SSRI Side Effects: Harvard Mental Health Letter discusses the real risks of antidepressants
Selective serotonin reuptake inhibitors (SSRIs) are among the most widely prescribed medications, and they are remarkably safe and effective. But no medical treatment is without risk. The May issue of the Harvard Mental Health Letter reviews the potential side effects of these popular antidepressants and puts them into perspective.
Here are some of the side effects the Harvard Mental Health Letter describes:
- Physical symptoms. Some patients taking SSRIs develop insomnia, rashes, headaches, joint and muscle pain, stomach upset, nausea, or diarrhea. These problems are usually temporary, mild, or both.
- Bleeding problems.
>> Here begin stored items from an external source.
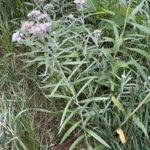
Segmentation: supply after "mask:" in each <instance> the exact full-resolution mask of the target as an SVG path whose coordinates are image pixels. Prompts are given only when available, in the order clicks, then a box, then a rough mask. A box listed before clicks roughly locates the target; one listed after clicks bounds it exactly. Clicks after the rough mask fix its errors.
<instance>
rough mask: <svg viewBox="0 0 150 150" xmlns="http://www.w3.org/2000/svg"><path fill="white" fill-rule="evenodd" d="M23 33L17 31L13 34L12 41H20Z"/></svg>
mask: <svg viewBox="0 0 150 150" xmlns="http://www.w3.org/2000/svg"><path fill="white" fill-rule="evenodd" d="M21 39H22V38H21V35H20V33H19V32H15V33H13V35H12V42H19V41H20V40H21Z"/></svg>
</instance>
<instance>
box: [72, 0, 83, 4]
mask: <svg viewBox="0 0 150 150" xmlns="http://www.w3.org/2000/svg"><path fill="white" fill-rule="evenodd" d="M74 3H75V4H80V5H83V4H84V3H85V0H74Z"/></svg>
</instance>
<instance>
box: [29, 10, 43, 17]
mask: <svg viewBox="0 0 150 150" xmlns="http://www.w3.org/2000/svg"><path fill="white" fill-rule="evenodd" d="M40 15H41V12H40V11H39V10H32V11H31V12H30V13H28V15H27V17H38V16H40Z"/></svg>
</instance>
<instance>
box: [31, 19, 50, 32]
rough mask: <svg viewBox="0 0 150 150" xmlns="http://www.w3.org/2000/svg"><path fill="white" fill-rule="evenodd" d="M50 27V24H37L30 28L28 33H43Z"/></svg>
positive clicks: (35, 24) (47, 23) (49, 22)
mask: <svg viewBox="0 0 150 150" xmlns="http://www.w3.org/2000/svg"><path fill="white" fill-rule="evenodd" d="M50 26H51V23H50V22H47V23H37V24H35V25H34V26H32V27H31V30H30V32H31V33H34V34H36V33H42V32H44V31H46V30H47V29H48V28H49V27H50Z"/></svg>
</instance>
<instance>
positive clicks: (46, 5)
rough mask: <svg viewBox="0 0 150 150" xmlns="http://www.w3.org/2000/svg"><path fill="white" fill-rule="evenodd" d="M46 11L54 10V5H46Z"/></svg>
mask: <svg viewBox="0 0 150 150" xmlns="http://www.w3.org/2000/svg"><path fill="white" fill-rule="evenodd" d="M44 9H45V10H54V5H53V4H51V3H50V4H46V5H45V6H44Z"/></svg>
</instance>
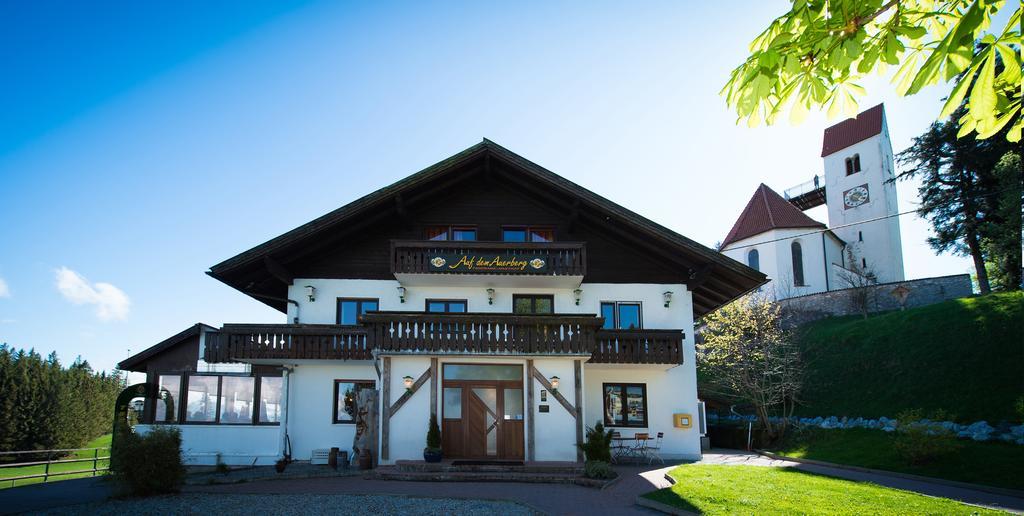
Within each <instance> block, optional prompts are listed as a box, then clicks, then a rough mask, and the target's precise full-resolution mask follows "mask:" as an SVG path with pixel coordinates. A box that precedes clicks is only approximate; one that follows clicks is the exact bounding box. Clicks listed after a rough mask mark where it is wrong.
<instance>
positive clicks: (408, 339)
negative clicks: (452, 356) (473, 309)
mask: <svg viewBox="0 0 1024 516" xmlns="http://www.w3.org/2000/svg"><path fill="white" fill-rule="evenodd" d="M601 321H602V319H601V318H598V317H595V316H593V315H516V314H509V313H424V312H372V313H367V314H365V315H362V322H364V324H365V325H366V326H367V327H368V329H369V330H370V336H371V339H372V340H373V342H374V343H375V346H376V348H377V349H379V350H381V351H422V352H433V351H437V352H449V353H452V352H455V353H483V354H488V353H490V354H508V353H527V354H534V353H577V354H584V353H589V352H590V349H591V347H592V343H593V342H594V332H595V331H596V330H597V329H598V328H599V327H600V326H601Z"/></svg>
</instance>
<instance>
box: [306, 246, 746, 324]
mask: <svg viewBox="0 0 1024 516" xmlns="http://www.w3.org/2000/svg"><path fill="white" fill-rule="evenodd" d="M744 263H745V261H744ZM307 285H311V286H313V287H314V288H315V289H316V298H315V301H312V302H310V301H309V300H308V298H307V297H306V295H305V286H307ZM398 286H399V284H398V282H397V281H394V279H324V278H319V279H317V278H297V279H295V282H294V283H293V284H292V286H290V287H289V290H288V297H289V299H293V300H295V301H296V302H298V303H299V307H298V310H299V322H304V324H330V325H333V324H335V322H337V299H338V298H375V299H378V300H380V309H381V310H404V311H424V309H425V306H426V305H425V303H426V300H427V299H465V300H467V302H468V309H469V311H471V312H499V313H511V312H512V295H513V294H553V295H554V297H555V311H556V312H558V313H589V314H597V313H600V309H601V301H639V302H641V305H642V311H643V325H644V328H649V329H676V328H679V321H681V320H684V319H685V315H686V314H687V313H689V314H692V306H691V304H690V302H689V296H688V295H687V292H686V286H685V285H682V284H588V283H584V284H583V285H581V286H580V288H581V289H582V290H583V297H582V298H581V301H580V305H579V306H578V305H577V304H575V300H574V298H573V295H572V289H539V288H528V289H527V288H495V300H494V304H488V303H487V294H486V289H487V287H486V286H485V285H482V283H481V285H480V286H479V287H410V288H408V290H407V291H406V302H404V303H401V302H399V300H398V291H397V288H398ZM666 291H671V292H672V293H673V301H672V303H670V305H669V306H668V307H666V306H665V302H664V300H663V293H665V292H666ZM295 309H296V308H295V306H294V305H292V304H289V305H288V310H289V311H288V319H289V320H291V319H292V317H294V316H295Z"/></svg>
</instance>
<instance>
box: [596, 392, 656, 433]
mask: <svg viewBox="0 0 1024 516" xmlns="http://www.w3.org/2000/svg"><path fill="white" fill-rule="evenodd" d="M602 390H603V391H604V426H608V427H635V428H646V427H647V386H646V385H645V384H633V383H606V384H603V389H602Z"/></svg>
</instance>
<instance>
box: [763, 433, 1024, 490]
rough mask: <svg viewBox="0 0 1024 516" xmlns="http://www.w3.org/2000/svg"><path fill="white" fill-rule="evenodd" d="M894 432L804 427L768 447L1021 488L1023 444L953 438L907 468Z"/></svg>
mask: <svg viewBox="0 0 1024 516" xmlns="http://www.w3.org/2000/svg"><path fill="white" fill-rule="evenodd" d="M894 440H895V436H894V435H892V434H889V433H886V432H883V431H881V430H870V429H866V428H851V429H848V430H805V431H801V432H791V433H790V434H788V435H787V436H786V439H785V441H784V442H783V443H782V445H781V446H779V447H778V448H776V449H774V450H773V451H775V453H777V454H779V455H784V456H790V457H797V458H801V459H813V460H816V461H825V462H830V463H837V464H848V465H851V466H860V467H863V468H873V469H880V470H886V471H896V472H899V473H910V474H913V475H923V476H930V477H936V478H944V479H946V480H957V481H961V482H971V483H979V484H986V485H994V486H996V487H1009V488H1011V489H1021V490H1024V466H1022V465H1024V446H1021V445H1018V444H1007V443H1004V442H975V441H970V440H957V443H959V445H961V446H962V447H961V448H959V449H958V451H956V453H953V454H951V455H949V456H947V457H945V458H943V459H940V460H937V461H936V462H934V463H931V464H926V465H923V466H912V465H909V464H907V463H906V462H905V461H903V460H901V459H900V457H899V456H898V455H897V454H896V451H895V450H894V449H893V442H894Z"/></svg>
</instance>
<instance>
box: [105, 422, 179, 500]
mask: <svg viewBox="0 0 1024 516" xmlns="http://www.w3.org/2000/svg"><path fill="white" fill-rule="evenodd" d="M111 468H112V469H113V472H114V478H115V480H117V481H118V483H119V484H120V485H121V486H122V488H123V489H124V491H125V493H127V494H132V496H136V497H145V496H151V494H160V493H164V492H177V491H179V490H181V484H182V483H184V479H185V467H184V465H182V464H181V432H180V431H179V430H178V429H177V428H175V427H164V426H158V427H154V428H153V429H152V430H150V432H147V433H146V434H145V435H138V434H136V433H127V432H126V433H124V434H123V435H119V436H118V440H117V441H116V442H114V449H113V450H112V457H111Z"/></svg>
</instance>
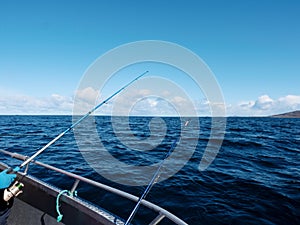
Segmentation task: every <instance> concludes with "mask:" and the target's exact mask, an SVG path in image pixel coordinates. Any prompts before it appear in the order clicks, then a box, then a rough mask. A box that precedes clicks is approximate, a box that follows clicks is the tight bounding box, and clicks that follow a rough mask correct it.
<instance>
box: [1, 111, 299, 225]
mask: <svg viewBox="0 0 300 225" xmlns="http://www.w3.org/2000/svg"><path fill="white" fill-rule="evenodd" d="M93 119H94V121H95V125H96V129H97V133H98V135H99V136H100V137H101V140H102V142H103V143H105V144H103V148H106V149H107V150H108V152H110V154H111V155H113V157H114V158H115V159H117V160H120V161H122V162H123V163H127V164H132V165H135V166H147V165H151V164H152V163H157V164H159V163H158V162H160V161H162V160H165V159H166V158H165V156H166V154H167V153H171V154H172V152H171V150H172V148H173V146H174V145H177V144H178V140H179V139H178V137H180V135H181V133H182V132H181V131H182V129H183V127H182V123H184V121H182V120H185V119H186V118H184V119H183V118H178V117H163V118H161V120H163V121H164V122H165V128H166V129H165V135H160V136H159V135H156V134H155V133H153V132H155V130H156V129H158V130H159V129H160V127H155V123H154V125H153V124H152V125H151V126H152V128H151V129H150V125H149V124H151V121H152V120H153V119H155V118H154V117H130V118H129V119H128V120H127V119H124V118H122V117H119V118H116V119H117V121H118V124H119V125H120V127H122V126H121V125H122V123H128V121H129V127H130V129H124V131H123V132H122V137H125V138H126V137H127V139H132V140H131V141H132V142H134V143H136V145H137V146H140V147H141V148H143V147H145V148H146V147H147V148H149V146H148V145H149V144H148V145H146V144H145V143H144V142H145V140H147V139H148V138H153V140H154V139H155V138H156V137H157V138H160V139H161V141H160V142H158V145H157V146H155V148H154V147H153V149H152V150H151V149H150V150H149V149H148V150H147V151H142V149H140V151H137V150H135V149H130V147H128V146H126V144H124V143H122V141H121V140H120V139H119V138H118V136H117V135H116V134H115V130H114V129H113V123H112V122H111V121H112V118H111V117H109V116H94V117H93ZM123 121H124V122H123ZM189 121H190V123H193V121H197V122H199V125H200V126H199V129H195V130H194V131H190V132H188V133H185V135H189V137H188V139H187V140H191V141H192V140H193V141H195V140H196V146H195V147H193V148H194V149H189V148H192V147H191V145H189V143H186V146H185V147H184V148H185V150H191V151H192V155H191V157H190V158H189V159H188V160H187V161H186V162H184V163H182V162H181V163H182V167H181V168H180V169H179V170H178V171H174V174H173V175H172V176H170V177H169V178H168V179H165V180H163V181H161V182H157V183H155V184H154V185H153V187H152V189H151V190H150V192H149V194H148V195H147V196H146V200H148V201H151V202H153V203H155V204H157V205H159V206H161V207H162V208H165V209H167V210H169V211H170V212H172V213H173V214H175V215H176V216H178V217H179V218H181V219H183V220H184V221H185V222H186V223H188V224H191V225H219V224H220V225H221V224H222V225H223V224H224V225H225V224H226V225H228V224H230V225H235V224H236V225H244V224H253V225H254V224H255V225H285V224H286V225H296V224H298V225H299V224H300V119H290V118H271V117H258V118H257V117H247V118H243V117H228V118H227V123H226V129H225V131H224V140H223V142H222V145H221V147H220V149H219V152H218V154H217V155H216V158H215V159H214V160H213V162H212V163H211V164H210V166H209V167H208V168H206V169H205V170H203V171H201V170H199V163H200V161H201V159H202V157H203V154H204V150H205V149H206V146H207V144H208V141H209V139H210V132H211V127H212V119H211V118H209V117H200V118H192V119H191V120H189ZM71 124H72V117H71V116H0V149H4V150H6V151H11V152H17V153H20V154H24V155H27V156H30V155H32V154H34V153H35V152H36V151H37V150H39V149H40V148H41V147H43V146H44V145H46V144H47V143H48V142H49V141H51V140H52V139H53V138H55V137H56V136H57V135H58V134H60V133H61V132H63V131H64V130H66V129H67V128H68V127H70V126H71ZM153 126H154V127H153ZM127 128H128V126H127ZM75 129H76V128H75ZM162 130H163V129H162ZM85 132H86V133H87V134H86V138H87V139H88V131H85ZM155 135H156V136H155ZM179 141H180V140H179ZM139 142H141V143H144V144H139ZM87 143H90V144H91V145H92V144H93V143H92V141H91V140H89V141H87ZM86 149H88V148H86ZM0 160H1V162H3V163H6V164H7V165H9V166H11V167H14V166H17V165H20V162H19V161H17V160H16V159H12V158H10V157H8V156H6V155H4V154H2V153H0ZM37 160H39V161H41V162H43V163H47V164H50V165H52V166H56V167H58V168H61V169H64V170H67V171H69V172H72V173H75V174H79V175H82V176H84V177H87V178H90V179H94V180H96V181H99V182H102V183H104V184H107V185H110V186H113V187H116V188H119V189H121V190H123V191H127V192H129V193H131V194H134V195H136V196H141V195H142V194H143V193H144V191H145V188H146V186H147V185H142V186H131V185H126V184H121V183H118V182H116V181H113V180H110V179H108V178H107V177H104V176H102V175H101V174H99V173H98V172H97V171H96V170H95V169H94V167H93V166H92V165H91V164H90V163H88V162H87V161H86V159H85V158H84V157H83V155H82V152H81V150H80V148H79V147H78V143H77V142H76V138H75V137H74V131H73V130H72V131H70V132H68V133H67V134H65V135H64V136H63V137H62V138H60V139H59V140H58V141H57V142H56V143H55V144H53V145H52V146H51V147H49V148H48V149H46V150H45V152H43V153H42V154H41V155H39V156H38V158H37ZM103 160H105V159H103ZM103 163H104V162H103ZM106 163H107V162H106ZM108 163H109V162H108ZM99 166H100V167H101V161H100V162H99ZM164 167H166V165H164V164H163V163H162V170H164V169H165V170H167V169H169V170H171V169H172V168H164ZM109 169H110V170H111V171H112V173H113V172H114V170H115V169H116V168H115V167H114V166H111V168H109ZM28 173H29V174H30V175H32V176H35V177H38V178H39V179H41V180H43V181H45V182H48V183H50V184H52V185H55V186H57V187H59V188H61V189H70V188H71V187H72V184H73V182H74V180H71V179H69V178H67V177H65V176H62V175H60V174H57V173H54V172H52V171H48V170H45V169H43V168H40V167H38V166H35V165H30V167H29V171H28ZM140 176H141V177H140V178H141V179H142V176H143V174H141V175H140ZM126 179H129V180H130V179H131V178H130V176H129V178H128V177H127V178H126ZM132 179H135V180H138V179H139V177H136V176H135V177H134V178H132ZM77 191H78V196H79V197H80V198H84V199H86V200H87V201H89V202H91V203H92V204H95V205H98V206H100V207H102V208H105V209H107V210H109V211H111V212H112V213H114V214H116V215H118V216H120V217H122V218H125V219H126V218H128V216H129V214H130V212H131V211H132V209H133V208H134V204H133V203H132V202H129V201H127V200H124V199H122V198H121V197H118V196H115V195H113V194H110V193H108V192H106V191H103V190H99V189H97V188H94V187H92V186H89V185H86V184H82V183H80V184H79V187H78V189H77ZM153 217H155V215H154V214H152V213H151V212H150V211H149V210H147V209H145V208H144V207H141V208H140V209H139V210H138V212H137V214H136V216H135V217H134V219H133V221H132V222H133V224H139V225H143V224H148V223H149V222H150V221H151V219H153ZM161 224H173V223H172V222H171V221H169V220H167V219H163V220H162V222H161ZM88 225H90V224H88Z"/></svg>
A more serious potential problem is reduced blood clotting capacity that increases risk for stomach or uterine bleeding. If patients use SSRIs and NSAIDs (aspirin, ibuprofen, naproxen, COX-2 inhibitors) at the same time, the risk more than doubles, so these drugs must be combined with care.
- Sexual effects. For many patients, SSRIs diminish sexual interest, desire, performance, satisfaction, or all four. Lowering the dose, switching antidepressants, or, for men, taking a drug like sildenafil (Viagra) can help.
- Suicide. The risk that antidepressants will incite violent or self-destructive actions has become the subject of renewed controversy. One reason for concern is the increasing number of children and adolescents receiving prescriptions for antidepressants. When compared with a placebo, all antidepressants, including SSRIs, seem to double the risk of suicidal thinking, from 1%–2% to 2%–4%, in both children and adults.
Regular follow-up and close monitoring are important. Also, patients should be warned that there is a slight chance they will feel worse for a while, and that they should let their prescribing clinicians know immediately if they begin to feel worse or develop new symptoms, especially after changing the medication or the dose.